Scientific classification
- Kingdom: Plantae
- Clade: Embryophytes
- Clade: Tracheophytes
- Clade: Spermatophytes
- Clade: Angiosperms
- Clade: Eudicots
- Clade: Asterids
- Order: Lamiales
- Family: Lamiaceae
- Genus: Prostanthera
- Species: P. calycina
- Binomial name: Prostanthera calycina F.Muell. ex Benth.
- Synonyms: Prostanthera calicina Briq.;

= Prostanthera calycina =

- Genus: Prostanthera
- Species: calycina
- Authority: F.Muell. ex Benth.
- Conservation status: VU
- Synonyms: Prostanthera calicina Briq.

Species of plant

Prostanthera calycina, the west coast mintbush, limestone mintbush or red mintbush, is a species of flowering plant that is endemic to the Eyre Peninsula in South Australia.
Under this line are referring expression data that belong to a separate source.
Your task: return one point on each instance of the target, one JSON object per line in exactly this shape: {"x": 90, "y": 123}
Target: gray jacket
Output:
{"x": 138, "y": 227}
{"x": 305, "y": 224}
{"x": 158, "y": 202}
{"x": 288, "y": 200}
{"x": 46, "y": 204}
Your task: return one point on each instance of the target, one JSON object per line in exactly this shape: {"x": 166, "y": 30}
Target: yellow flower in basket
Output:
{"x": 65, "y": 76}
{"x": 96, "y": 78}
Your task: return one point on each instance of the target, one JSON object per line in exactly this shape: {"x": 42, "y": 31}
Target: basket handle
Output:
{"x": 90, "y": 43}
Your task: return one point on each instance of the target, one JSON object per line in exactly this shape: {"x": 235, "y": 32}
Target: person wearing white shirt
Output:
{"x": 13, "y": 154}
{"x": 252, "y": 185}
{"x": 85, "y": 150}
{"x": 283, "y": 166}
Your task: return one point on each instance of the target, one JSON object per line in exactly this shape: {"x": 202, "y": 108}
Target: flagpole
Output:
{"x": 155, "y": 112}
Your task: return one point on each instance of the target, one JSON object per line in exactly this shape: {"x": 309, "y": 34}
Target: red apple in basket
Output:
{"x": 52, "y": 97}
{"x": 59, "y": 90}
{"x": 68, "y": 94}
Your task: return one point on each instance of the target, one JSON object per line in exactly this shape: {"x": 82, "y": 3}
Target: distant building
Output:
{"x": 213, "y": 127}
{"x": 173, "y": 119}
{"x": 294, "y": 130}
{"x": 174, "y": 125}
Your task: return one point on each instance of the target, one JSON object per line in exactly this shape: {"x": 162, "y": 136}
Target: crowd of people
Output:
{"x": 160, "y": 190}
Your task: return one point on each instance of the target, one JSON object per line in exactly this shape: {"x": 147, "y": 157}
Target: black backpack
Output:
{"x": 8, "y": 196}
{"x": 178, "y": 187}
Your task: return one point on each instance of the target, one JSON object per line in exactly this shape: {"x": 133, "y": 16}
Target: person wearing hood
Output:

It is a small, more or less prostrate shrub with aromatic, elliptic to oblong leaves and red flowers.

==Description==
Prostanthera calycina is a more or less prostrate shrub that typically grows to a height of about 0.5 m and has more or less cylindrical, hairy branches. The leaves are well-spaced along the branchlets, elliptic to oblong, 4–14 mm long and 3–5 mm wide on a densely hairy petiole 0.8–1.4 mm long. The leaves are strongly aromatic when crushed. The flowers are arranged singly in leaf axils on a hairy pedicel 2.5–4.5 mm long. The sepals are 8–14 mm long forming a tube 6–8 mm long with two lobes 4–6 mm long and 5–7 mm wide. The petals are 17.5–22 mm long forming a tube 13–15 mm long with two lips. The middle lobe on the lower lip is about 4 mm long and 3 mm wide, the side lobes about 3 mm long. The upper lip has two lobes about 5 mm long and joined but with a small notch between them. Flowering occurs between September and December.

==Taxonomy==
Prostanthera calycina was first formally described in 1870 by George Bentham from an unpublished description by Ferdinand von Mueller and the description was published in Flora Australiensis.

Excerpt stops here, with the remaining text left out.